It is expected that, if synonymous codon usage is driven by natural selection, then genes with more biased codons should show reduced synonymous divergence from the corresponding gene sequences of a closely related species (Sharp and Li 1987; Akashi 2001; Drummond and Wilke 2008). This is because most synonymous mutations will change preferred codons to unpreferred codons, which, in turn, will decrease the number of synonymous mutations per synonymous sites that go to fixation. This effect, however, may be weak, especially if selection on codon usage bias is weak, as it is in species with reduced effective population sizes (Powell and Moriyama 1997; Bierne and Eyre-Walker 2003; Marais, Domazet-Lošo, et al. 2004).We found that increasing codon usage bias was positively and not negatively associated with the number of fixed synonymous changes. This is the opposite of what one would expect if selection would preserve preferred synonymous codons, which will in turn decrease the number of substitutions at synonymous sites. Nevertheless, we also showed that this effect can be well alleviated by correcting for biased nucleotide composition as well as for GC content. Therefore, GC content in third codon positions is at least partially responsible for the positive correlation and increased silent divergence.

One potential explanation for the positive correlation between Ks and codon usage bias is that preferred synonymous codons differ between the two species investigated (P. patens and C. purpureus). Nevertheless, this contradicts findings of a previous study describing the very same set of preferred codons in the two species (Szövényi et al. 2015).

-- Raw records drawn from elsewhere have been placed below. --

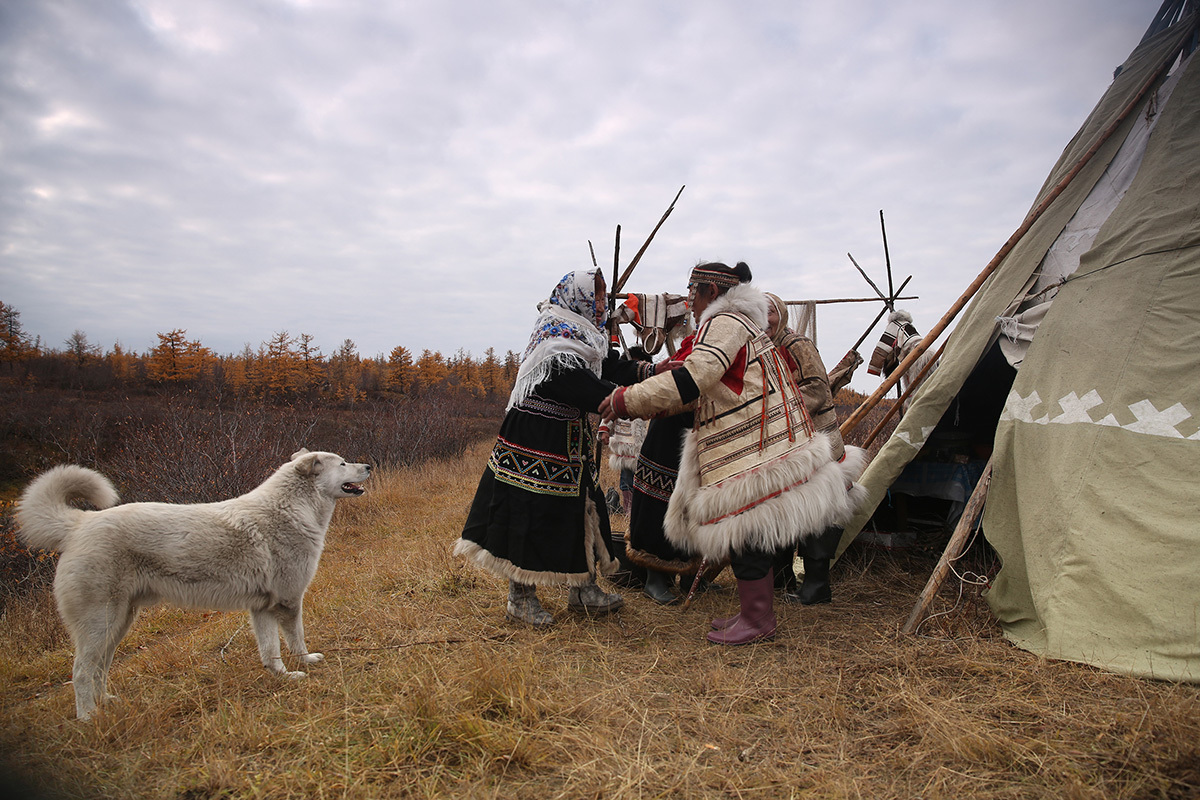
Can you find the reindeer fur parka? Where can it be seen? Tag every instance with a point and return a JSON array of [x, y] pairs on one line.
[[754, 473]]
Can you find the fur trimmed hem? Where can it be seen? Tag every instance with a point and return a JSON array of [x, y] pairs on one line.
[[599, 560], [766, 509], [651, 561], [505, 569]]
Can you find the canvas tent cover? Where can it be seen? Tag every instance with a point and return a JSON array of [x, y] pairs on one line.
[[1096, 488]]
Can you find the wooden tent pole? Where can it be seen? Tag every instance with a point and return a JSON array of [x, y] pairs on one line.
[[618, 284], [855, 419], [912, 388], [880, 316], [953, 551]]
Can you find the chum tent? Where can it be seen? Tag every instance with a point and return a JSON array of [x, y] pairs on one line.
[[1086, 335]]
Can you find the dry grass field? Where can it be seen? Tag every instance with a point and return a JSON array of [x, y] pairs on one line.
[[427, 692]]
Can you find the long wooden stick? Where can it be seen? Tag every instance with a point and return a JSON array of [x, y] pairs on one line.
[[624, 276], [953, 551], [855, 419], [906, 395], [867, 277], [880, 316], [623, 295], [887, 256]]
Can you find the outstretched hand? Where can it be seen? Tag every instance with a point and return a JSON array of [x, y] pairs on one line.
[[609, 407]]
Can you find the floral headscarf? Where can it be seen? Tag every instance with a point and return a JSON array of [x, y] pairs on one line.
[[569, 334]]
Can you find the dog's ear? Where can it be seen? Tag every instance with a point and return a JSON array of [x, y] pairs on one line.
[[307, 463]]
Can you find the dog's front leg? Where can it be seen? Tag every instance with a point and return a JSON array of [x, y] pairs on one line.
[[267, 632], [292, 624]]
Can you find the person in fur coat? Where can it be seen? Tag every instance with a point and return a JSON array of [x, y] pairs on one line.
[[755, 474], [815, 384]]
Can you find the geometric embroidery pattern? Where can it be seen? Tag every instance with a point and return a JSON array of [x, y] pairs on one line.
[[654, 480], [535, 471]]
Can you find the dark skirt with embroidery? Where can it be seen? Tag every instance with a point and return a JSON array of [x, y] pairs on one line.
[[658, 464], [539, 516]]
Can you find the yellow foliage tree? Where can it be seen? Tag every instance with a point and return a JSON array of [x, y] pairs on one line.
[[401, 371], [345, 371], [178, 360], [431, 370]]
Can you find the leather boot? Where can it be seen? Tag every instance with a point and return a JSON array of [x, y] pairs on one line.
[[525, 607], [817, 553], [591, 599], [756, 620], [658, 588]]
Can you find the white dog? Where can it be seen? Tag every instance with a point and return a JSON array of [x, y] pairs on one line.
[[257, 552]]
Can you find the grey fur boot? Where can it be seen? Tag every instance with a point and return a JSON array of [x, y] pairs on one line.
[[525, 607], [592, 600]]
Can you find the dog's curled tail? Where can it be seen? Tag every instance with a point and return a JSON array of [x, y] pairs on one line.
[[45, 515]]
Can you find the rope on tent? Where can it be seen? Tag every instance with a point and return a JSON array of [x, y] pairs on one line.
[[953, 551]]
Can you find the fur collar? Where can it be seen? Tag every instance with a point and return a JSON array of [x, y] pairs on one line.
[[743, 299]]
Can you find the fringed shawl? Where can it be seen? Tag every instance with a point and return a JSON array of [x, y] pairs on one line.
[[568, 335]]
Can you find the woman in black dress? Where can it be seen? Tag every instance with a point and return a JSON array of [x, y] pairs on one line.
[[539, 517]]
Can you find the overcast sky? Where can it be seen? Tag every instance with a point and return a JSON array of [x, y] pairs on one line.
[[423, 173]]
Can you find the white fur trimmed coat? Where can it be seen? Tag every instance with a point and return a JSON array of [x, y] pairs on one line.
[[754, 474]]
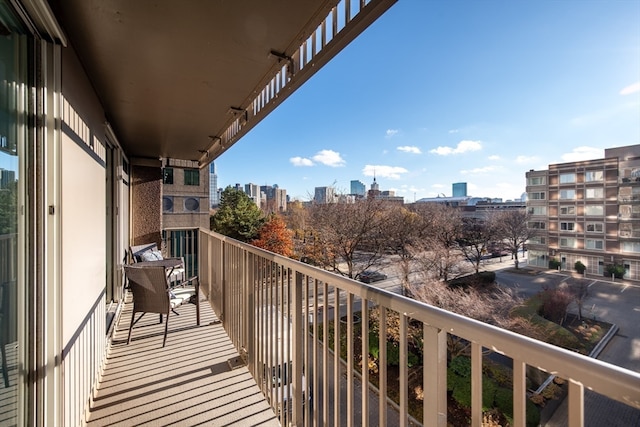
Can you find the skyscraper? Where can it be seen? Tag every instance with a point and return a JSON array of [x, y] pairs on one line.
[[324, 195], [358, 188], [460, 189], [214, 198]]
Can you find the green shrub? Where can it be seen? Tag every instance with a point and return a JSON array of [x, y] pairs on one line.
[[554, 264], [580, 267], [616, 270], [393, 354], [556, 334]]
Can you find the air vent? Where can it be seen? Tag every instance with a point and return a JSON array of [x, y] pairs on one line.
[[167, 204], [191, 204]]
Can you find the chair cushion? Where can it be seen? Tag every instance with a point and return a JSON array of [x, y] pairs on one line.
[[153, 255], [180, 296]]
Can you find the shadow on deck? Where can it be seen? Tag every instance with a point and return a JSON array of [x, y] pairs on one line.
[[189, 382]]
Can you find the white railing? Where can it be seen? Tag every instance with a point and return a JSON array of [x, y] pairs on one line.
[[341, 24], [243, 283]]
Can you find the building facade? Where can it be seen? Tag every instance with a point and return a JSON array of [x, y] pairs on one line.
[[324, 195], [253, 191], [459, 189], [214, 194], [185, 195], [587, 211], [358, 188]]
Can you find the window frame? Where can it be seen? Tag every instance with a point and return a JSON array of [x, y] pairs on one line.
[[569, 226], [595, 244], [191, 177], [595, 226], [586, 209], [567, 178], [564, 196], [594, 189], [566, 242], [538, 193], [572, 207], [588, 176], [167, 176]]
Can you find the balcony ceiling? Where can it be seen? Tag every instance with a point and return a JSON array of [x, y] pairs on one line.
[[169, 72]]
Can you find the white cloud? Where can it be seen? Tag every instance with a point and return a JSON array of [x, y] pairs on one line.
[[390, 172], [300, 161], [583, 153], [410, 149], [526, 159], [462, 147], [329, 158], [485, 169], [632, 88]]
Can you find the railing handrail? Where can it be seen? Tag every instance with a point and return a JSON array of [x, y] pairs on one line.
[[613, 381]]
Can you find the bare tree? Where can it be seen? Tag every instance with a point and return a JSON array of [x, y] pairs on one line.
[[514, 230], [493, 307], [404, 236], [579, 290], [476, 237], [351, 235], [442, 257]]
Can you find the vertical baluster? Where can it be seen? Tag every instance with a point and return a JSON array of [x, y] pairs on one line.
[[476, 385], [434, 376]]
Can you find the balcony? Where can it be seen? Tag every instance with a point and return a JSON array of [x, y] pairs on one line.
[[192, 380]]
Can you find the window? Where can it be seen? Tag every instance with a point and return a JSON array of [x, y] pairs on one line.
[[594, 210], [594, 193], [567, 194], [538, 210], [191, 204], [167, 204], [191, 177], [167, 176], [567, 178], [567, 210], [594, 244], [595, 227], [538, 225], [536, 180], [538, 240], [538, 195], [630, 247], [594, 176]]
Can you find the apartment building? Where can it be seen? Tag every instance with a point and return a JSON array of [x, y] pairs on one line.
[[185, 195], [587, 211]]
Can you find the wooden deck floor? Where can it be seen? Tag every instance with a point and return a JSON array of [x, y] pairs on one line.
[[189, 382]]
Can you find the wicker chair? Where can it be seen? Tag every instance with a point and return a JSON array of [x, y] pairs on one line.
[[152, 293], [137, 254]]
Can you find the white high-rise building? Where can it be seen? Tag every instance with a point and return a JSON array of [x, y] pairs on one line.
[[214, 194]]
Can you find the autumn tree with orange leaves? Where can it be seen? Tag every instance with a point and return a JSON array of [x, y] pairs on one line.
[[275, 237]]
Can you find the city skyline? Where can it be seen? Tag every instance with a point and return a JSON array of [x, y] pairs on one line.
[[435, 93]]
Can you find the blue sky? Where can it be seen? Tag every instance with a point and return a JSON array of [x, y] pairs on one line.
[[437, 92]]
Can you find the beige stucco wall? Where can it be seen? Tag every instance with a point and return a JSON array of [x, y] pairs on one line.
[[82, 197], [146, 203]]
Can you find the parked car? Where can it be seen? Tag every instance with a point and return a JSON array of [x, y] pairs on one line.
[[369, 276]]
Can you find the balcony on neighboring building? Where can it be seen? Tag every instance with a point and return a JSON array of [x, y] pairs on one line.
[[264, 354]]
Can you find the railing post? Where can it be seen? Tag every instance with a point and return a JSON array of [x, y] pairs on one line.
[[519, 393], [435, 376], [476, 385], [576, 404], [249, 313], [297, 350]]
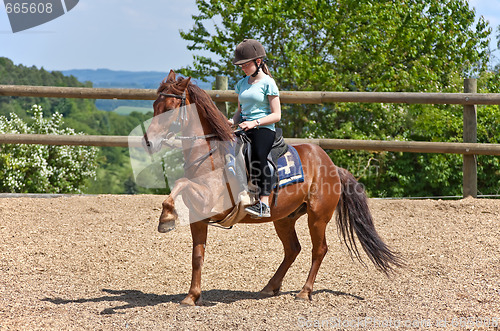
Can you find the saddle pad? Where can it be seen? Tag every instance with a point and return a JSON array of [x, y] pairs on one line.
[[290, 168]]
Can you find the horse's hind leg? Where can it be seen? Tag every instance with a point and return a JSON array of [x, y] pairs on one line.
[[317, 227], [285, 229], [199, 233]]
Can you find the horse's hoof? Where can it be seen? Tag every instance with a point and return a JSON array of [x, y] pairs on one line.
[[303, 296], [166, 226], [267, 294], [189, 302]]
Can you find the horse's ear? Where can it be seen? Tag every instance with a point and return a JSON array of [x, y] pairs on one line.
[[171, 77], [184, 83]]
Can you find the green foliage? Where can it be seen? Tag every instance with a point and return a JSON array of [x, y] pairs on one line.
[[114, 172], [371, 46], [41, 168]]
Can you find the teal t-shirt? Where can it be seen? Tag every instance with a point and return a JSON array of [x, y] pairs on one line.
[[254, 99]]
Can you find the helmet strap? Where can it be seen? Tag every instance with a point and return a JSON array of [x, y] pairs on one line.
[[258, 67]]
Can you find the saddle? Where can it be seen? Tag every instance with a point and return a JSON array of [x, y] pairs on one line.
[[243, 150]]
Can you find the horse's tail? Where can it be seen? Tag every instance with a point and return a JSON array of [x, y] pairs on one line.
[[353, 216]]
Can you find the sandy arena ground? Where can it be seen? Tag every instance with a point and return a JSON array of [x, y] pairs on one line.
[[98, 263]]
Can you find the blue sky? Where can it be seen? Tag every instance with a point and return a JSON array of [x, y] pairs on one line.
[[123, 35]]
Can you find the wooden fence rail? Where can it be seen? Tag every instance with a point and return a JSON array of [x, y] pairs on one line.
[[312, 97], [349, 144], [469, 100]]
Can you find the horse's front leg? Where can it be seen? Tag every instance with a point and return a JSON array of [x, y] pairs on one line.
[[169, 214], [199, 234]]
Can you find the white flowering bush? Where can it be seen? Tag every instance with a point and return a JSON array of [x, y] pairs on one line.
[[42, 168]]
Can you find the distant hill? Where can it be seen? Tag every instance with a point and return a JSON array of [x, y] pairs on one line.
[[123, 79]]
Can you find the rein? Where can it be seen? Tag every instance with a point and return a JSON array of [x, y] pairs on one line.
[[179, 123]]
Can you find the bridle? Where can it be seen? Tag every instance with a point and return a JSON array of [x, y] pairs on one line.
[[179, 123]]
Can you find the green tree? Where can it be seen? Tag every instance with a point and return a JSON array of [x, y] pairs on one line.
[[374, 46], [41, 168]]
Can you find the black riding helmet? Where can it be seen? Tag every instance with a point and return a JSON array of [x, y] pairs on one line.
[[248, 50]]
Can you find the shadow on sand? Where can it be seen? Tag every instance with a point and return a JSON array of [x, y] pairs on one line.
[[135, 299]]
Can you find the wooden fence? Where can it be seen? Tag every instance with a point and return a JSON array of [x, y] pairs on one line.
[[469, 99]]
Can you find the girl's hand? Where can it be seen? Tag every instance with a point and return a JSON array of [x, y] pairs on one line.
[[248, 125]]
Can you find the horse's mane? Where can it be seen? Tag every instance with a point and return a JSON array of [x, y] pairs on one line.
[[204, 104]]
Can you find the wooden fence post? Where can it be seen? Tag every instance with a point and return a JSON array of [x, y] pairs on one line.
[[221, 83], [470, 136]]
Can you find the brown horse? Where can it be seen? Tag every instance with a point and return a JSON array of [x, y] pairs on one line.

A potentially more likely explanation is that codon bias is primarily driven by mutational biases in P. patens whereas natural selection dominates in the outcrosser C. purpureus. This would be expected to drive synonymous codon usage of the two species apart and would lead to an increased number of synonymous substitutions, especially if mutational biases depend differently on genomic features/context in the two species. Finally, it is also possible that the positive correlation between synonymous divergence and codon usage is a result of a combination of strong mutational bias and weak purifying selection (Lawrie et al. 2011, 2013; Lawrie and Petrov 2014). Under such circumstances even increasing constraint can lead to accelerated evolutionary rates. This is a conceivable explanation because mutations are thought to be A/T-biased across all eukaryotes (Galtier et al. 2001; Smith and Eyre-Walker 2001; Hershberg and Petrov 2010) and our analysis suggests that purifying selection on codon usage bias is weak. Our data are insufficient to distinguish among these three alternative hypotheses but they all support the conclusion that natural selection on codon usage bias is rather weak in P. patens. We note that with more data on gene expression and genomic features in the moss C. purpureus the three alternative hypotheses will become testable.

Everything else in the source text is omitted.